Vintage buttonholers. Maybe they’ve caught your eye on eBay or at a rummage sale. They kinda look like walking feet on steroids.
Vintage buttonholers are handy-dandy attachments that work on many MODERN sewing machines. I have an old-school buttonholer for my post-2000s Babylock, and it works a treat (after tension adjustments).
Following is a Q&A on vintage buttonholers, including a video where you can see mine in action. If you’re a sewing-notion junkie (*raises hand*) or you’ve never been completely bowled over by your automatic buttonhole foot (*raises hand again*), this post is your Y-O-U!
Why bother with a vintage buttonholer?
Fair question. I got interested in vintage buttonholers for two reasons:
1.) The buttonhole attachment that came with my Babylock Elizabeth sewing machine was unreliable. With some fabrics with was great; with others, it made me want to stick my finger under the needle.
2.) I saw an Instagram story from Helen’s Closet about her vintage buttonholer, and I was MESMERIZED. Lord knows my weakness for sewing gadgets (like, DUH).
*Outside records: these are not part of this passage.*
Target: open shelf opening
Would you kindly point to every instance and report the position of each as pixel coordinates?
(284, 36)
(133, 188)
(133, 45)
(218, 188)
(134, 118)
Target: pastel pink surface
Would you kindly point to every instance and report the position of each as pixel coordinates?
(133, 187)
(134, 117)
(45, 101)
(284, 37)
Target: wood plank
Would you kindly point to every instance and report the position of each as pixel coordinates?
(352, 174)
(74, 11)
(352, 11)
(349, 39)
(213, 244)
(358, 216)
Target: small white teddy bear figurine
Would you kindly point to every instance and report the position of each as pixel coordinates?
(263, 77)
When I saw her beaut, it instantly sent me into treasure-hunter mode.
So, if you dig on sewing gadgets, particularly sewing feet/attachments, and you’ve been underwhelmed by your current buttonhole situation, a vintage buttonholer could be your jam.
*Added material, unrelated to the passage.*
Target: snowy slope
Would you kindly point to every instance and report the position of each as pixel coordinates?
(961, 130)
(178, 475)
How does a vintage buttonholer work?
Buttonholers work by moving the fabric side to side and forward to backward. In other words, the fabric moves; the needle DOESN’T move.
In a nutshell, here’s how it goes:
1.) Select a template for the buttonhole you want to create.
2.) Place it in the buttonholer.
3.) Attach the buttonholer to your machine at the presser bar. The fork of the buttonholer goes over the needle bar. (If you’ve used a walking foot, this will look familiar to you.)
4.) Drop your feed dogs.
5.) Set up a straight stitch. (Vintage buttonholers weren’t designed to work with zigzag machines, so a straight stitch is a must.)
6.) Add the fabric and get to it.
Always always always test your buttonhole settings before stitching on your garment. It may take a bit of calibration to get your machine and buttonholer in a simpatico relationship.
What should you look for when buying one?
Buying a buttonholer can be tricky, because it’s important to know what’s compatible with your machine. From what I can tell, the most important factor is identifying whether you have a low- or high-shank sewing machine. (For the record, I have a low-shank machine.)
Here are some resources for figuring out which buttonholers will work for you (and just good resources overall):
- GREIST BUTTONHOLER: Which one to buy for vintage machine?
- GREIST LATE-MODEL BUTTONHOLERS: Model numbers
- Griest/Greist Template Buttonholer Attachment
- Wikipedia: Buttonholer
Here’s some vintage buttonholer trivia for you. You’ll see a TON of Greist buttonholers for sale. Greist manufactured buttonholer attachments for Singer from the 1940s to the 1980s. So, a Greist buttonholer IS a Singer buttonholer.
What comes with a buttonholer?
My buttonholer came with:
- An instruction booklet
- 7 aluminum buttonhole/eyelet templates; I’ve also seen plastic and resin templates
- the buttonholer itself (duh)
My guess is you can buy each of these elements individually.
Where can I buy a vintage buttonholer?
Keep your eyes peeled at yard sales, flea markets, and estate sales.
You also can search eBay and Etsy for buttonholers. I bought mine off eBay.
How much does one cost?
My Greist buttonholer cost $19.99. I chose my buttonholer because a.) it worked with my machine; b.) it came with a bunch of templates; and c.) the shipping was free. Looking at vintage buttonholers today, in August 2019, most of them range between $5-$25. (Shipping is all over the place, natch.)
Over to you, my sewing dears: What are your thoughts on vintage buttonholers? Are you curious about trying one for yourself? Why or why not? If you have a vintage buttonholer, I’d love for you to add more tips in the comments! Thanks!